Research
The research at our chair rests on three pillars: 1) understanding software engineering through data from software repositories; 2) understanding and improving the quality of machine learning models; and 3) the application of machine learning models.
Mining Software Repositories
Our chair is interested in the collection and analysis of data from software repositories. Within our research, we care for data quality and often combine automated data collection with manual validation and qualitative analysis. A major aspect of our research focuses on understanding bugs: how are they introduced, how are they reported, and how they are fixed. The analysis of patterns helps us to understand how development process may be improved to deal with the unavoidable problem of bugs more efficiently. Beyond bugs, we also consider the impact of static analysis on code quality, the usage of software tests, or investigate how data protection and ethical issues are reported, discussed, and resolved. Moreover, our work intersects directly with our interests in AI, by triangulating ethical and privacy issues with AI aspects and through the collection of best practices from Q&A sites.

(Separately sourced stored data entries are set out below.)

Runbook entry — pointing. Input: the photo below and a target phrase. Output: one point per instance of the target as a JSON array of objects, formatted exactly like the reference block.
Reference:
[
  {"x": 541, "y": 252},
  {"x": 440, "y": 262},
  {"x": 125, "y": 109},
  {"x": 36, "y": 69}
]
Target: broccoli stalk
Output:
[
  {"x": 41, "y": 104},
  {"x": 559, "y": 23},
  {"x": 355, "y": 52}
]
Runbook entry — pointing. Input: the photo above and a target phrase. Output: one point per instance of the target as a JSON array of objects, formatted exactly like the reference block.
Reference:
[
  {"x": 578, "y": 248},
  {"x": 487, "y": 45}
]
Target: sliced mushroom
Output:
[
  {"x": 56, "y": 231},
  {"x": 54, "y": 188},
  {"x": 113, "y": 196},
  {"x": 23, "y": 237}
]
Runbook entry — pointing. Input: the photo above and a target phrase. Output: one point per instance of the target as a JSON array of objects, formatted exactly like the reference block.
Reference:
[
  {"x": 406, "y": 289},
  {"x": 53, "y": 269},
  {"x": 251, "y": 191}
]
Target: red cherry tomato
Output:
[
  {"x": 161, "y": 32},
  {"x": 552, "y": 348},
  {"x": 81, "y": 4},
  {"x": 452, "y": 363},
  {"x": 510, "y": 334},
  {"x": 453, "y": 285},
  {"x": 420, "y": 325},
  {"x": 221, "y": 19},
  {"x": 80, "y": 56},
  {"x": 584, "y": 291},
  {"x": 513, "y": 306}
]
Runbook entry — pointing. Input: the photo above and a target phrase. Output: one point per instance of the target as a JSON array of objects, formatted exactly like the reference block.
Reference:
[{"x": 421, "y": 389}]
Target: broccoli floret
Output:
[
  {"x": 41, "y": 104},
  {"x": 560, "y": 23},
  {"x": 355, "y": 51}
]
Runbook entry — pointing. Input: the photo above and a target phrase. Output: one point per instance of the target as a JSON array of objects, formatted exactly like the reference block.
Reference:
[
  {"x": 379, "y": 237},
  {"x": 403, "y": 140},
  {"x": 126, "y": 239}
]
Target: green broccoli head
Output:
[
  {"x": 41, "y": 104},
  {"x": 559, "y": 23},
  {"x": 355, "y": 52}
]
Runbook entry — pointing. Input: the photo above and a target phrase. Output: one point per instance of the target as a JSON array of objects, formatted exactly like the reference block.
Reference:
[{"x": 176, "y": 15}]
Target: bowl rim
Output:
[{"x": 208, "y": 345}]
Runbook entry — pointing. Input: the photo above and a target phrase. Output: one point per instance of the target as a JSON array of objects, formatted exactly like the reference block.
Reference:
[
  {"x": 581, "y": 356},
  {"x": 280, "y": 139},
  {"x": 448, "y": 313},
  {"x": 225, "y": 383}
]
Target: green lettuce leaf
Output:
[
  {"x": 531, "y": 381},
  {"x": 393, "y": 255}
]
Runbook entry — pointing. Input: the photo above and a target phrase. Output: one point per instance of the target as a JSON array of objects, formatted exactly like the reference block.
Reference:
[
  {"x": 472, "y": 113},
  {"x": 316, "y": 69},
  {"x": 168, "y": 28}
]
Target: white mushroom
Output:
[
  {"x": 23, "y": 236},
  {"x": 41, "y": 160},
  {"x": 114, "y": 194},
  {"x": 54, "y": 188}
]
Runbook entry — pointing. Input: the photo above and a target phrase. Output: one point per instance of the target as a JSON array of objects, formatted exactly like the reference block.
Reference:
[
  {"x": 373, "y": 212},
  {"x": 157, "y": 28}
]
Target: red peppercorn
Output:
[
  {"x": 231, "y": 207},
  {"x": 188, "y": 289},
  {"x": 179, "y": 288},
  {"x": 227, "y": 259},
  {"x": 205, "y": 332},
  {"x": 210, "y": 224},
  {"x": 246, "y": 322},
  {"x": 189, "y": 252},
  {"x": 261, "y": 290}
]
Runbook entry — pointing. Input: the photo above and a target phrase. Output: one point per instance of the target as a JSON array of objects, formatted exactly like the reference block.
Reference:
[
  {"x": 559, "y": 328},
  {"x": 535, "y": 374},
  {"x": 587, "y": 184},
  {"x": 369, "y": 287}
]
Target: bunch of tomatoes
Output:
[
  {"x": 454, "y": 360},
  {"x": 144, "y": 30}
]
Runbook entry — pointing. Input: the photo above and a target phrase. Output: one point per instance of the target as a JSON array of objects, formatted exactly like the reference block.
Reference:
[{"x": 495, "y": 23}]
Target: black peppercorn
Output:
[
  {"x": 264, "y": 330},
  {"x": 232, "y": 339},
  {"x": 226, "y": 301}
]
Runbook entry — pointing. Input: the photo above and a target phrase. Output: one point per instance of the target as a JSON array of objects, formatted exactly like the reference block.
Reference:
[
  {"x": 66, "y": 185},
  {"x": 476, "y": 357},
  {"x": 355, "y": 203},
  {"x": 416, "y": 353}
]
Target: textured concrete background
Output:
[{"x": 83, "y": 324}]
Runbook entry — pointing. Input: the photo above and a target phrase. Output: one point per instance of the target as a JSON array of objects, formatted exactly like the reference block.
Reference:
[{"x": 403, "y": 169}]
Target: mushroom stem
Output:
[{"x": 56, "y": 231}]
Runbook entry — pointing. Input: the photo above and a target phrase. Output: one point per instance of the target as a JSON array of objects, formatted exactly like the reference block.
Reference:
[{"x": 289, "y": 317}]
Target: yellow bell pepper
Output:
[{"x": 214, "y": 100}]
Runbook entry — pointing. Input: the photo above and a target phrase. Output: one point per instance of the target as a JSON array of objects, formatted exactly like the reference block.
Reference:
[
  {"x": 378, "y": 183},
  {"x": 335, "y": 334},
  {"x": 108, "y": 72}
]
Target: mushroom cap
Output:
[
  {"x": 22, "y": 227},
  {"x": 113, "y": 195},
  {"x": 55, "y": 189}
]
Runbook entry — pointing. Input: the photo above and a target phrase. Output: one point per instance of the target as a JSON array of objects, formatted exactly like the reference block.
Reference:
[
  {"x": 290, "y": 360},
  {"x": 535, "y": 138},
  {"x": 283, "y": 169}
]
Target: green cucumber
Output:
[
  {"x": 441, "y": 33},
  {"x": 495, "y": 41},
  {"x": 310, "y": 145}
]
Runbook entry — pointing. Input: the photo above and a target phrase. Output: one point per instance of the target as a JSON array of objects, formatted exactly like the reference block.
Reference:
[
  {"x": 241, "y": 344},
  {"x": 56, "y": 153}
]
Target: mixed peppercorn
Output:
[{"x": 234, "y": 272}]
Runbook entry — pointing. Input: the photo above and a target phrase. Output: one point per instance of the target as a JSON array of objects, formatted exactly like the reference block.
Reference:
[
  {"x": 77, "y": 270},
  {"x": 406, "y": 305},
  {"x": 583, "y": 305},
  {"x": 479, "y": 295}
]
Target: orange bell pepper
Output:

Quality Assurance for Machine Learning / Artificial Intelligence
The rise of machine learning from a research topic to an enabling technology of innovative products means that we need to view machine learning software differently: instead of a tool for researchers for studying phenomena, it is now widely used with the goal to develop software products. This raises the bar for the required quality: whereas a crash within a research project might be annoying, it can be catastrophic for businesses or even threaten human lives. Depending on the application, non-functional properties like safety, security, performance, and robustness are vital. In our past work, we focused mostly on the quality of machine learning libraries and found them to be surprisingly brittle (e.g., vulnerable to very large input values).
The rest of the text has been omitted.